Abstract: Vinberg(1983) studied two K3 surfaces of Picard number 20, and determined the structure of their (infinite) automorphism groups.  As a higher dimensional analogue I discuss the birational automorphism groups  Bir(X)  of holomorphic symplectic manifolds.   I will explain how the group  Bir(X)  enlarges when  X  becoming from  Vin3, one of two Vinberg surfaces, to its Hilbert square  Vin3^[2]  and to O’Grady type 10-fold  Vin3^[OG].  If time permits I will also discuss some interesting phenomena which we observe when taking mod 3 reduction of these algebraic varieties.


Mihnea Popa

Title: On the topology and Hodge theory of singular varieties

Abstract: I will describe recent progress in understanding the filtered de Rham (or Du Bois) complex of a complex algebraic variety, both in terms of general properties, and as a tool for the definition and study of refined classes of singularities. I will also explain how one can use these developments to deduce basic results on the topology of singular varieties.


Christian Schnell

Title: A Hodge-theoretic proof of Hwang's theorem

Abstract: I will explain a Hodge-theoretic proof for Hwang's theorem, which says that if the base of a Lagrangian fibration on an irreducible holomorphic symplectic manifold is smooth, then it must be projective space. The result is contained in a joint paper with Ben Bakker from last fall.


Stefan Schreieder

Title: Curves on powers of hyperelliptic Jacobians

Abstract:  For a curve of genus at least four which is either very general or very general hyperelliptic, we classify all ways in which a power of its Jacobian can be isogenous to a product of Jacobians of curves. As an application, we show that, for a very general principally polarized abelian variety of dimension at least four, or the intermediate Jacobian of a very general cubic threefold, no power is isogenous to a Jacobian of a curve. This confirms some cases of the Coleman-Oort conjecture. We further deduce from our results some progress on the question whether the integral Hodge conjecture fails for such abelian varieties. The latter is closely related to the problem whether cubic threefolds are stably rational. This is joint work with Olivier de Gaay Fortman.


Yuri Tschinkel

Title: Equivariant birational geometry

Abstract: I will discuss new results and constructions in equivariant birational geometry.


Sho Tanimoto

Title: Campana rationally connectedness and weak approximation

Abstract: Campana and Abramovich introduced the notion of Campana points which interpolate between rational points and integral points.

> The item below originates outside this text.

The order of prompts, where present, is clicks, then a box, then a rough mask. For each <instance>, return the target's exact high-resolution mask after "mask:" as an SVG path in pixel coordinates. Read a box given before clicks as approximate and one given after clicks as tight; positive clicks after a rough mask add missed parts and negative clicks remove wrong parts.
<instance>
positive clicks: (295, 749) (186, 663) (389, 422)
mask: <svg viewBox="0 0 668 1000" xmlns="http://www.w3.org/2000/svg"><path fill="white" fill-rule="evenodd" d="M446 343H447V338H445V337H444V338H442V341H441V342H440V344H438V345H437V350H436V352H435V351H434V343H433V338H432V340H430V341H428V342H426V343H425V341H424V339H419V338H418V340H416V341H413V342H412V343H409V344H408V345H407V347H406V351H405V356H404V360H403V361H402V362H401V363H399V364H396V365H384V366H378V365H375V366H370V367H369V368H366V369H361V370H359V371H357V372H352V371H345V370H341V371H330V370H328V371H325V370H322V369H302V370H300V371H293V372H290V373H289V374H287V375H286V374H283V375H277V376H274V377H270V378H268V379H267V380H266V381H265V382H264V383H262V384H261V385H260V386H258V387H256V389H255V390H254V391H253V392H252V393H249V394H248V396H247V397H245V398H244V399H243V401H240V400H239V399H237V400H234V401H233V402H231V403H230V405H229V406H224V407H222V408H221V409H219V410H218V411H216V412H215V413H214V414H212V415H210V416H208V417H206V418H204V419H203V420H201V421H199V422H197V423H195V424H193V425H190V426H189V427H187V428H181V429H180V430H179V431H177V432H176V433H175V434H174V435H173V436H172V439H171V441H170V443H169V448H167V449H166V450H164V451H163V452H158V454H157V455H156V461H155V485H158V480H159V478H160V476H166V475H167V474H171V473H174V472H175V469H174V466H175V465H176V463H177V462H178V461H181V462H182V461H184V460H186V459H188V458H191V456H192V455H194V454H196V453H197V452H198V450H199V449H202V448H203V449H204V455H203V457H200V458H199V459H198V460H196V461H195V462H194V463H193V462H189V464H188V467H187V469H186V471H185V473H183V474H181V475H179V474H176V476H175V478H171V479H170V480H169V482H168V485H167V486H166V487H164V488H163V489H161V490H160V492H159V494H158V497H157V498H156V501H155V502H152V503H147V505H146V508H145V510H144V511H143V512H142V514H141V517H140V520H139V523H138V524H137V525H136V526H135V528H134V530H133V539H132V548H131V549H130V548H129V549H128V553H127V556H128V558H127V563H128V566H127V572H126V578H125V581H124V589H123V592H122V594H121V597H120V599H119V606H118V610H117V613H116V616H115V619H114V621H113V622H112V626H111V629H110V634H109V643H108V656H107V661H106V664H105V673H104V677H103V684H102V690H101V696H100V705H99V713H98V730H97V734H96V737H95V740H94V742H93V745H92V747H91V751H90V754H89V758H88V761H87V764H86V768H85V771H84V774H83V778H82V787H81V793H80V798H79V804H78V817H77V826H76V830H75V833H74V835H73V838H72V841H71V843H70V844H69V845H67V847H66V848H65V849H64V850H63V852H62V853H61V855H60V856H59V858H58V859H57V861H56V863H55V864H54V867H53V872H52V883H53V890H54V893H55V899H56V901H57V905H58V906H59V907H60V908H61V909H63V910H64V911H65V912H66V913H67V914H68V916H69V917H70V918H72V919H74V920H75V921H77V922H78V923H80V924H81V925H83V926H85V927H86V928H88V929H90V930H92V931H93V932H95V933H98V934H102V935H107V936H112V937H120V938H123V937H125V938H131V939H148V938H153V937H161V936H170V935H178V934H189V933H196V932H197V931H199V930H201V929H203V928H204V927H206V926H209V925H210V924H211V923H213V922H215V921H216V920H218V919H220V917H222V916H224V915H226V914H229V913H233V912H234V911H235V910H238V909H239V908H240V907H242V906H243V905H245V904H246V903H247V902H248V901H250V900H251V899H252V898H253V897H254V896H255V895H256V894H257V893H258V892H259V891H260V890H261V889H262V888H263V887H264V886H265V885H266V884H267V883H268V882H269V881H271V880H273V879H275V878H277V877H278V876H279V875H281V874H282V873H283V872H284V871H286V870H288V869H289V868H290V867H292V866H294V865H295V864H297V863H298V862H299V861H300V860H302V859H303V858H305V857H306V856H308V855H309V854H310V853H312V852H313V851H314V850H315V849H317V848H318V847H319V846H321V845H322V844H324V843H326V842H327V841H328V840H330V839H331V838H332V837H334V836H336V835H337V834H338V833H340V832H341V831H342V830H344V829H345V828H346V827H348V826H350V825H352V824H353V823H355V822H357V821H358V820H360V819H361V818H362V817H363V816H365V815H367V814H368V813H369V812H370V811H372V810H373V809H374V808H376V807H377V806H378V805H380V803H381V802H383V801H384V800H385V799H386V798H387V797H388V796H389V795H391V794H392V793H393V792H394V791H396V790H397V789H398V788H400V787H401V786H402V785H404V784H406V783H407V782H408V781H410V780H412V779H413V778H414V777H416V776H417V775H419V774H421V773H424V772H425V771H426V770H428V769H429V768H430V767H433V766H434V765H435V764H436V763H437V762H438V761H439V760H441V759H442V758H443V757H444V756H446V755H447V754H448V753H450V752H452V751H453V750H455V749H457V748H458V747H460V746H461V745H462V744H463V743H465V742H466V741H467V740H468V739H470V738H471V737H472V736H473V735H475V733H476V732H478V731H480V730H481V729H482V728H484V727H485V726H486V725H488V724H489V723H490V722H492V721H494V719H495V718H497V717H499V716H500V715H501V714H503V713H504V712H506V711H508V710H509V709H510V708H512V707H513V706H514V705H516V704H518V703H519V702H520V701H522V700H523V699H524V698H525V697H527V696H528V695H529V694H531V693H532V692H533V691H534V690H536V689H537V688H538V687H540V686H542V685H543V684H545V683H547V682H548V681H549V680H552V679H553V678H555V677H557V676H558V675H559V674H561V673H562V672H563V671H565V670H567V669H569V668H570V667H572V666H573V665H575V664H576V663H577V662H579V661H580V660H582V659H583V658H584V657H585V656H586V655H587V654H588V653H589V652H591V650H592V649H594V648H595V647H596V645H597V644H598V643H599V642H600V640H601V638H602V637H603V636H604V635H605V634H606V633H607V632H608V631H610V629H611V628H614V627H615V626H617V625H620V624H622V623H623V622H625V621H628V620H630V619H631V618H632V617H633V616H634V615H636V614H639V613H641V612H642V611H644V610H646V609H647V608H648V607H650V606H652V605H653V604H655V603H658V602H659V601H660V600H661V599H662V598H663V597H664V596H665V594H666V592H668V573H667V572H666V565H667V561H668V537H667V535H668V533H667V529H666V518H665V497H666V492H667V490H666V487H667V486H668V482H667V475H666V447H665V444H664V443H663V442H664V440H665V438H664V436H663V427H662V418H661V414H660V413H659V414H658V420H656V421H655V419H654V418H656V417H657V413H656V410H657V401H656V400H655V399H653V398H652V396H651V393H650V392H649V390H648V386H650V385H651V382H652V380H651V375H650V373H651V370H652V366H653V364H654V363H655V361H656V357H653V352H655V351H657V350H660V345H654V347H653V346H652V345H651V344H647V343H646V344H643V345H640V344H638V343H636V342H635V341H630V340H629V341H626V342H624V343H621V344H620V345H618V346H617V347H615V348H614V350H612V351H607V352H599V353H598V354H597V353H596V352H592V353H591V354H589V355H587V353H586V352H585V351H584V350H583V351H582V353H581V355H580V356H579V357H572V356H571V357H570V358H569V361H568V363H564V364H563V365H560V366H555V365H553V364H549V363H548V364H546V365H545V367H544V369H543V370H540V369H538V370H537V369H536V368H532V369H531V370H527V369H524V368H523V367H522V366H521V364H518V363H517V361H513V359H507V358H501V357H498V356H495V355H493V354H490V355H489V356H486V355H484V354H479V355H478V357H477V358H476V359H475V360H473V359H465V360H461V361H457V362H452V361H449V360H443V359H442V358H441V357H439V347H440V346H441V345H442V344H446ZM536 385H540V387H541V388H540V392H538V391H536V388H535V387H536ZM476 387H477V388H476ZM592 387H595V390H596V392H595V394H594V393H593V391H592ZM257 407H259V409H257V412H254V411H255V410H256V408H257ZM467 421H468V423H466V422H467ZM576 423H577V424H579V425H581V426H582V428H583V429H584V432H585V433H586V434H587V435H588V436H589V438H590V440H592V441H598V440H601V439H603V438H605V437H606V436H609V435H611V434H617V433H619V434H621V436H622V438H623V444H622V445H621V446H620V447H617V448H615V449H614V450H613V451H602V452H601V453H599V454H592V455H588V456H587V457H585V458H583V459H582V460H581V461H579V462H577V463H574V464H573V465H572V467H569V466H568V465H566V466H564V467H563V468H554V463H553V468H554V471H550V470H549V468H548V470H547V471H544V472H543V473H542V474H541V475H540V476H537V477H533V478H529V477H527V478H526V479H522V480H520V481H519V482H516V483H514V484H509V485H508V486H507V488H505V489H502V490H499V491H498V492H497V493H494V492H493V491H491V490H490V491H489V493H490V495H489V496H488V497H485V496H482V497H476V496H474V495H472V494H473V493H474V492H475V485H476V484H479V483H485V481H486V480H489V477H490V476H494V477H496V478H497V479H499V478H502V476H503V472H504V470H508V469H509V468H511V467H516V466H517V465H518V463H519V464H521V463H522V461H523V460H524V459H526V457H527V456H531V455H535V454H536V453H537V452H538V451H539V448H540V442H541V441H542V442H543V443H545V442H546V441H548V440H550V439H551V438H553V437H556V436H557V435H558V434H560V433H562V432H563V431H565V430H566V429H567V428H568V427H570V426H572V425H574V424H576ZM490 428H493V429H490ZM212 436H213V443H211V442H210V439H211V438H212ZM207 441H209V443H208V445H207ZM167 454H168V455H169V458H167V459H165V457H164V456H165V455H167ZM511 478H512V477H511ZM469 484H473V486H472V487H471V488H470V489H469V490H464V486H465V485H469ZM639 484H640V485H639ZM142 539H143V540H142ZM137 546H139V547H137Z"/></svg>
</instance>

Recently there are extensive activities on arithmetic geometry of Campana points and many conjectures have been proposed. In this talk we discuss Campana curves/sections in the geometric setting. Campana conjectured that any klt Fano orbifold is Campana rationally connected. Assuming this conjecture, we prove that weak approximation at good places holds in the setting of Campana sections. This is a conjectural generalization of a theorem by Hassett and Tschinkel. Key tools to this theorem are log geometry and the notion of moduli stack of stable log maps. Finally we verify our conjecture for certain classes of orbifolds. This is work in progress which is joint with Qile Chen and Brian Lehmann.


Olivier Wittenberg

Title: Levels of function fields of real varieties

Abstract: Let X be a smooth real algebraic variety of dimension d.  It has been knownsince Artin that -1 can be written as a sum of squares in the function field of X if and only if X has no real point.  Under the hypothesis that X has no real point, what is then the minimum number of squares needed for this?  We exhibit a link between this question and the geometry and cohomology of X, by showing that Pfister's upper bound 2^d can be improved under various sets of assumptions on X.  This is joint work with Olivier Benoist.